Photo: 311, 2013: (from left) Tim Mahoney, Chad Sexton, Nick Hexum, P-Nut, SA Martinez.
There was a lot more collaboration in the writing on this record. Why did the band not write together as much in the past?
“I think in an earlier phase… Take a song like All Mixed Up. I came out of being in this huge spurt of creativity in one day, but maybe now, in order to keep it fresh, I wouldn’t want to take a song from beginning to end – it’ll just sound like a Nick song. I think a better way to expand the creativity is to say, ‘Here’s a Nick song combined with Chad and P-Nut and Scotch and everybody writing.’ It changes things up.
“I used to just be really amped up about finishing ideas myself. That's not so important now. Now I’m into starting a song and passing it to somebody else to finish. Having P-Nut writing some key lyrics has been cool. That started on the previous album, and now the lyric team is me and SA and P-Nut and Scotch.

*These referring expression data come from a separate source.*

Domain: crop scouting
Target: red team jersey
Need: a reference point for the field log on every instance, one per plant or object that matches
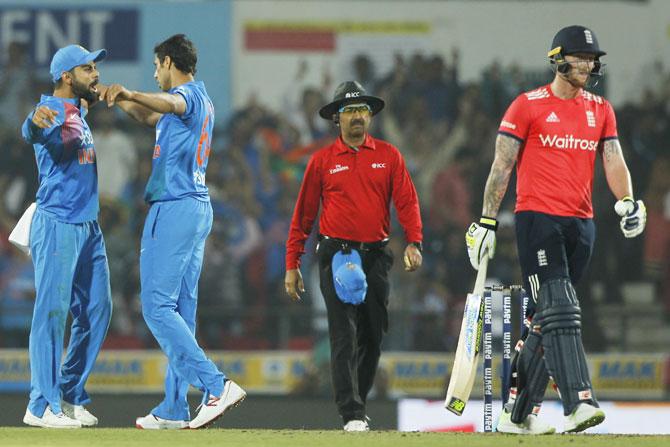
(559, 140)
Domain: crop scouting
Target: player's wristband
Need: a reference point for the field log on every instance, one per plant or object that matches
(489, 223)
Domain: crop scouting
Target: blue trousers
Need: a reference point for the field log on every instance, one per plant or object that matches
(71, 274)
(171, 256)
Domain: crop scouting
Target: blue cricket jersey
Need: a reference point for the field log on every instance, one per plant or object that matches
(182, 148)
(66, 162)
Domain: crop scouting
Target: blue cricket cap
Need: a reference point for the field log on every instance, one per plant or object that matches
(349, 278)
(72, 56)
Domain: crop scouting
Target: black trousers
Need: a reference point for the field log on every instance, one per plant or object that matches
(550, 247)
(355, 331)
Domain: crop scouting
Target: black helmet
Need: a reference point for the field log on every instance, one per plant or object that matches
(348, 92)
(572, 40)
(575, 39)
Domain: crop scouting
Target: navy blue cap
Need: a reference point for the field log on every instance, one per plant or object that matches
(349, 278)
(72, 56)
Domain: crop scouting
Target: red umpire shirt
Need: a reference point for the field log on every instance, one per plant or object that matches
(355, 188)
(560, 139)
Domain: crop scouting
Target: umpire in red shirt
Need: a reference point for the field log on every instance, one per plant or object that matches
(354, 178)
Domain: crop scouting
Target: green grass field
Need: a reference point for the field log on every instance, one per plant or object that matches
(126, 437)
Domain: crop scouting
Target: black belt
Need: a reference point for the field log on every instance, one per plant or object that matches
(361, 246)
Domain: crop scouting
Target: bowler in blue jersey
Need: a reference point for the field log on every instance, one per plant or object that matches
(175, 230)
(67, 247)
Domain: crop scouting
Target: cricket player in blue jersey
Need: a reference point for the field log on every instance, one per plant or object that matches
(68, 250)
(175, 230)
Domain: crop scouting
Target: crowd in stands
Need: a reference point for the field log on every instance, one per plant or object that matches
(446, 130)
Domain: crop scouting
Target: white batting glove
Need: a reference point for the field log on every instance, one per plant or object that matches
(479, 237)
(633, 216)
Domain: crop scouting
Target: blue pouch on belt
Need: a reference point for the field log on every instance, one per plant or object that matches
(348, 277)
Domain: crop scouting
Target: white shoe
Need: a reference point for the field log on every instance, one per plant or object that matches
(584, 416)
(50, 420)
(152, 422)
(79, 413)
(232, 396)
(532, 425)
(356, 425)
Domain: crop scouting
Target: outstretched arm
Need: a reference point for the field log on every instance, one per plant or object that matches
(507, 150)
(146, 108)
(616, 171)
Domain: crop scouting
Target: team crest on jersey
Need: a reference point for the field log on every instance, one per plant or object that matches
(591, 97)
(338, 168)
(553, 118)
(590, 118)
(538, 94)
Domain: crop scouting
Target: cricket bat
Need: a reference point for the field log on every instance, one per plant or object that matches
(469, 342)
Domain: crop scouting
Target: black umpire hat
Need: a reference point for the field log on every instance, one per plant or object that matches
(349, 92)
(575, 39)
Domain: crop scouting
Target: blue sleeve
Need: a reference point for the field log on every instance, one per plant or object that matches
(188, 95)
(33, 134)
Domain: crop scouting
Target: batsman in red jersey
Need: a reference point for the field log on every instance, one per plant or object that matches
(354, 179)
(553, 134)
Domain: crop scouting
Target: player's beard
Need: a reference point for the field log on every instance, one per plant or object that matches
(85, 91)
(575, 81)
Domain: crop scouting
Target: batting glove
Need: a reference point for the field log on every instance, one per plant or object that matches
(479, 237)
(633, 216)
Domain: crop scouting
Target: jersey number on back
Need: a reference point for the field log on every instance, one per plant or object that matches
(202, 153)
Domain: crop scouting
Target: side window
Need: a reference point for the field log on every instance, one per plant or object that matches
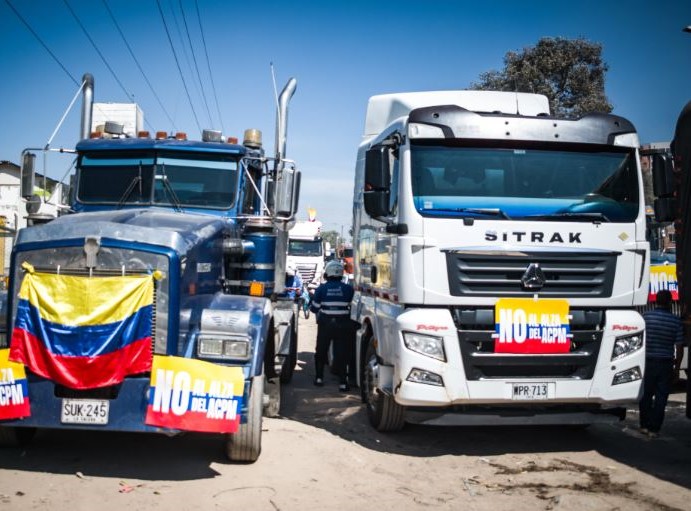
(393, 196)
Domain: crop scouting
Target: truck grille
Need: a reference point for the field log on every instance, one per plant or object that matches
(567, 274)
(475, 329)
(307, 272)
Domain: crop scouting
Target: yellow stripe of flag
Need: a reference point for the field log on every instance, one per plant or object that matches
(80, 301)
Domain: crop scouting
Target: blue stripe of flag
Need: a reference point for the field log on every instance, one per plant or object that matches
(88, 340)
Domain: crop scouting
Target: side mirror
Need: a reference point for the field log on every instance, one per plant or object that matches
(663, 175)
(377, 203)
(377, 171)
(665, 208)
(377, 182)
(28, 175)
(288, 193)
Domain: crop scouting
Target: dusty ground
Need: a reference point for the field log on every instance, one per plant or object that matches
(323, 455)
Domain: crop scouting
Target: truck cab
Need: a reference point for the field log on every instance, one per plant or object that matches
(155, 305)
(499, 255)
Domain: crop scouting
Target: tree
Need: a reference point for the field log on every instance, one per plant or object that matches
(570, 72)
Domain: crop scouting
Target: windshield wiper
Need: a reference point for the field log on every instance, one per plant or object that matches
(177, 205)
(479, 211)
(593, 216)
(137, 180)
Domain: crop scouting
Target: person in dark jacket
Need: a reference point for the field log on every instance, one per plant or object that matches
(331, 304)
(663, 330)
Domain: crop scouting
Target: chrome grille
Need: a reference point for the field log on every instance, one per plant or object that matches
(307, 272)
(567, 274)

“We wouldn’t even know what we were gonna write about till we got into a room. P-Nut would say, ‘You know, I saw this couple the other day. They were out on a date with each other, but their faces were in their phones the entire time.’ That starts an idea about how technology was supposed to bring us together, but in a lot of ways we’re checked out. Concepts like that would come out of conversations.”
The band took a long break from working with Scotch. You had some of your biggest successes with him – a lot of bands wouldn’t want to mess with that.
“I hear you. Scotch is a really unusual dude. He’s lived in an RV for most of the time I’ve known him. He’s super-nomadic, like, ‘I feel like going to this gig tonight.’ And he’ll just go. He’s the quirkiest guy; a lot of times we have no idea what he’s up to. For a producer, it can be cool to go to the beat of his own drummer and just be, like, fiercely individualistic.
“He was off working with other bands and doing some other things for a while. We asked him to come back and do our live sound, and he did a really good job at it. He had so much enthusiasm for our new songs; it’s like he was a force of nature. He’d go into our studio – he called it ‘goldmining’ – and he’d go through the hard drives and all these partially finished demos. Quite a few of them got worked up to completion, so that’s why there’s 15 songs on the record. He’d adopt a lot of orphan songs that we’d forgotten about.”